In the lexicon of real estate and city planning, density refers to a concentration of housing units, people and jobs in a particular area. Urban centers — such as New York and Chicago — are usually high-density locales. In fact, density is an inherent aspect of city life. Despite its compactness, however, San Francisco retains a rare small town quality in many of its districts. This unique neighborhood aspect, as opposed to the anonymity of larger cities' high-rise apartments, is what the City's neighborhood associations have traditionally fought to protect.
Proposed high-density projects typically inspire fears of parking crises and traffic jams, obscured views, spikes in crime, and resulting lower property values. Negative reaction to high-density development in San Francisco is usually extreme, commensurate with the City's exorbitant property values, which makes sense: homeowners here have more invested in their properties than the average American and consequently feel they have more to lose.
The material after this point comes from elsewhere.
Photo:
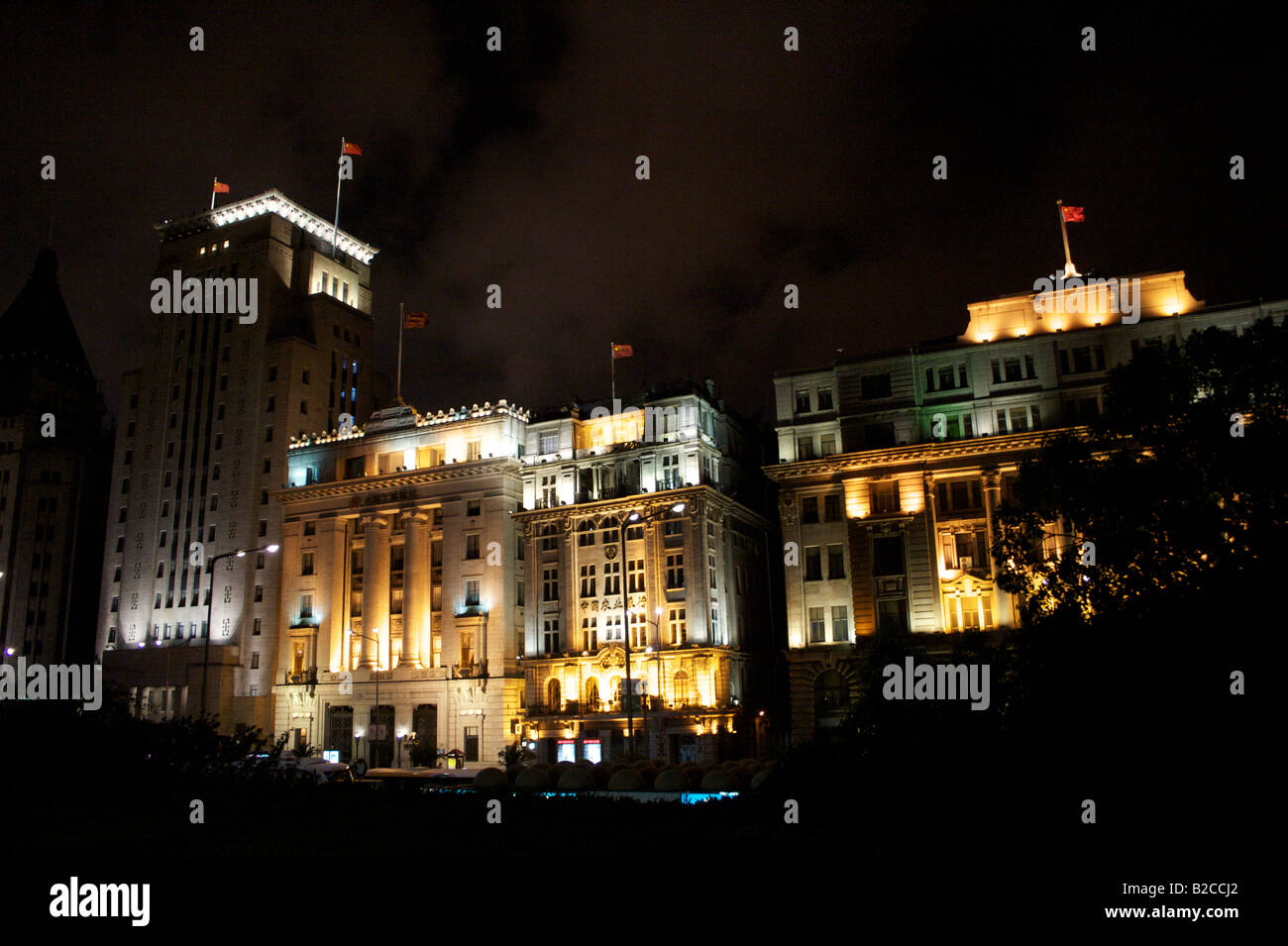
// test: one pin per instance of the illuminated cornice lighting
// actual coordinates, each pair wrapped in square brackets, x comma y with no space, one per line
[274,202]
However, density is not always a bad concept, even if it has somehow connoted a negative word. In fact, well-planned "smart growth" development could help alleviate San Francisco's affordable housing crisis. High-density living, or compact development, as it is more euphemistically known, offers many benefits. If the development is "mixed-use" — i.e., it contains retail shops and office space, as well as housing units — then residents will likely do more biking or walking, rather than just driving. Besides supporting community retail outlets, residents will also get to know each other better as they come into regular contact, resulting in tighter neighborhood security rather than urban alienation. Smartly planned development also makes use of mass transportation and can accommodate a range of income levels. Best of all, density does not contribute to sprawl and helps to preserve open spaces for everyone.